Convolutional neural network for Lyman break galaxies classification and redshift regression in DESI (Dark Energy Spectroscopic Instrument)

Julien Taran
2024-06-24
Abstract:DESI is a groundbreaking international project to observe more than 40 million quasars and galaxies over a 5-year period to create a 3D map of the sky. This map will enable us to probe multiple aspects of cosmology, from dark energy to neutrino mass. We are focusing here on one type of object observed by DESI, the Lyman Break Galaxies (LBGs). The aim is to use their spectra to determine whether they are indeed LBGs, and if so, to determine their distance from the Earth using a phenomenon called redshift. This will enable us to place these galaxies on the DESI 3D map. The aim is therefore to develop a convolutional neural network (CNN) inspired by QuasarNET (See <a class="link-https" data-arxiv-id="1808.09955" href="https://arxiv.org/abs/1808.09955">arXiv:1808.09955</a>), performing simultaneously a classification (LBG type or not) and a regression task (determine the redshift of the LBGs). Initially, data augmentation techniques such as shifting the spectra in wavelengths, adding noise to the spectra, or adding synthetic spectra were used to increase the model training dataset from 3,019 data to over 66,000. In a second phase, modifications to the QuasarNET architecture, notably through transfer learning and hyperparameter tuning with Bayesian optimization, boosted model performance. Gains of up to 26% were achieved on the Purity/Efficiency curve, which is used to evaluate model performance, particularly in areas with interesting redshifts, at low (around 2) and high (around 4) redshifts. The best model obtained an average score of 94%, compared with 75% for the initial model.

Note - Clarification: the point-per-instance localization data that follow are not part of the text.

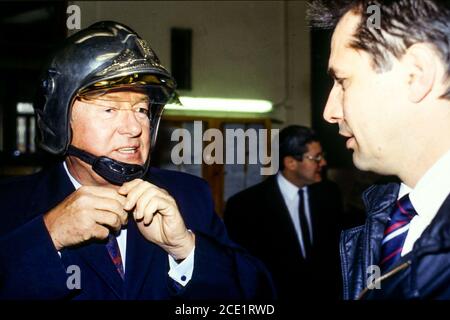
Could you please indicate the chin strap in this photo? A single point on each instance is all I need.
(115, 172)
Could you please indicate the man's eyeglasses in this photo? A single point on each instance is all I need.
(316, 159)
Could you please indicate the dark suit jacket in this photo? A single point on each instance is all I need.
(30, 266)
(258, 219)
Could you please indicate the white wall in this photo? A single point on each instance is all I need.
(241, 49)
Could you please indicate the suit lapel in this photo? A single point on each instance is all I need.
(281, 215)
(140, 253)
(96, 255)
(56, 186)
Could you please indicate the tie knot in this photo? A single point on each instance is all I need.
(404, 209)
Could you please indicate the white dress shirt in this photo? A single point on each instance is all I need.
(427, 197)
(180, 272)
(291, 198)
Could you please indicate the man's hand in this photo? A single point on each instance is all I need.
(158, 218)
(87, 213)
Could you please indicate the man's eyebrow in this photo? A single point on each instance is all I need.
(332, 73)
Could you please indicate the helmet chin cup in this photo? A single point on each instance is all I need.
(113, 171)
(117, 172)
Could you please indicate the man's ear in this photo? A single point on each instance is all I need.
(420, 64)
(289, 163)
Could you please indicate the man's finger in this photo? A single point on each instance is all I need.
(144, 200)
(112, 205)
(107, 218)
(134, 194)
(100, 232)
(106, 193)
(127, 186)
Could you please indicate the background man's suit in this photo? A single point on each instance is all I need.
(258, 219)
(30, 266)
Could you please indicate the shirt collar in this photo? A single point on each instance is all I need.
(75, 183)
(432, 189)
(287, 188)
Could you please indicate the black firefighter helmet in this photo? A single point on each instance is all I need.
(104, 56)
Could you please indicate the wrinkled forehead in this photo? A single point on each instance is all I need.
(343, 36)
(120, 94)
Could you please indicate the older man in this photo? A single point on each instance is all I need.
(290, 220)
(391, 99)
(102, 224)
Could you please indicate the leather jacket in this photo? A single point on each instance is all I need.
(423, 273)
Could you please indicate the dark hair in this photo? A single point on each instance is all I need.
(402, 24)
(293, 140)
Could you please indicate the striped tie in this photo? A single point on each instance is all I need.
(114, 253)
(395, 232)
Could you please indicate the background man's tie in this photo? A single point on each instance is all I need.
(395, 232)
(114, 253)
(306, 236)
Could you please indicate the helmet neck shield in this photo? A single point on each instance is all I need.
(115, 172)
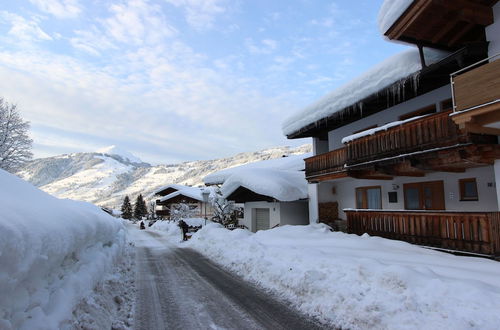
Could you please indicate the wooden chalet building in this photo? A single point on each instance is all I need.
(416, 157)
(196, 198)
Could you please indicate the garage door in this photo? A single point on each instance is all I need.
(261, 219)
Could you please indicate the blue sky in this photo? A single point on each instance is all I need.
(176, 80)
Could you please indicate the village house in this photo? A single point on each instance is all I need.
(174, 194)
(273, 192)
(401, 152)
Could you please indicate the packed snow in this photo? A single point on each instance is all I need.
(358, 282)
(53, 253)
(285, 186)
(390, 71)
(290, 163)
(374, 130)
(389, 13)
(117, 151)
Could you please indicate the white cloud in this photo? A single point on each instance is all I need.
(266, 46)
(137, 22)
(59, 8)
(23, 29)
(200, 14)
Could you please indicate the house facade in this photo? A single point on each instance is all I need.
(410, 150)
(272, 192)
(171, 195)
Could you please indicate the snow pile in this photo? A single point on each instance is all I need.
(362, 282)
(291, 163)
(123, 154)
(393, 69)
(52, 254)
(281, 185)
(385, 127)
(389, 13)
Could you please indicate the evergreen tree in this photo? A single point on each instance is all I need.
(126, 208)
(140, 208)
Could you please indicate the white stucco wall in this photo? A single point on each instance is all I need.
(493, 32)
(313, 193)
(294, 213)
(249, 218)
(485, 178)
(388, 115)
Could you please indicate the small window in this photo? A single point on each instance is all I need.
(420, 112)
(369, 197)
(468, 189)
(447, 105)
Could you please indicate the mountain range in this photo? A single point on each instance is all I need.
(106, 176)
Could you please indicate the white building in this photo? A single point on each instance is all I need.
(400, 153)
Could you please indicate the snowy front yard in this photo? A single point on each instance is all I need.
(358, 282)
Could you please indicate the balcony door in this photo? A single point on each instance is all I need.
(424, 195)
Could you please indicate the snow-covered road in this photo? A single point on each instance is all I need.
(180, 289)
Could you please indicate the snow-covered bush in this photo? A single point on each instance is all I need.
(52, 254)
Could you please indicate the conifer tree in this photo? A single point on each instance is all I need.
(126, 208)
(140, 208)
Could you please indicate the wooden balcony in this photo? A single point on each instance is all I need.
(429, 132)
(430, 143)
(473, 232)
(477, 98)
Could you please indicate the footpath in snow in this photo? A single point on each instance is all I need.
(357, 282)
(62, 262)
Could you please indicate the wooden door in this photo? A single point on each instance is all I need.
(424, 195)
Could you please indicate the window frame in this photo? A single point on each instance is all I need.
(364, 201)
(461, 185)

Cosmology and Nongalactic Astrophysics,Artificial Intelligence
What problem does this paper attempt to address?
Based on the provided text content, the main problems that this paper attempts to solve are as follows: 1. **Classification task**: Determine whether the observed object is a Lyman Break Galaxy (LBG) through spectral data. This involves screening out the real LBGs from a large amount of observational data and excluding other types of celestial bodies (such as quasars QSO and emission - line galaxies ELG). 2. **Regression task**: For the objects confirmed as LBGs, determine their redshift values, thereby inferring the distances between these galaxies and the Earth. The accurate determination of redshift values is crucial for constructing the three - dimensional sky map of DESI (Dark Energy Spectroscopic Instrument). Specifically, the goal of the paper is to develop a convolutional neural network (CNN) that can perform both of the above - mentioned tasks simultaneously. To improve the performance of the model, the author adopts a variety of techniques, including data augmentation (such as changing the wavelength of the spectrum, adding noise, synthesizing spectra, etc.), transfer learning, and hyperparameter optimization. Through these improvements, the performance of the model in the low - redshift (about 2) and high - redshift (about 4) regions has been significantly improved, especially with a 26% improvement in the performance on the purity/efficiency curve. The average score of the final model reaches 94%, which is a significant improvement compared to 75% of the initial model. In conclusion, this paper aims to improve the accuracy of the identification of Lyman Break Galaxies and the determination of redshift through deep - learning techniques, in order to support the DESI project to construct a more accurate three - dimensional cosmic map.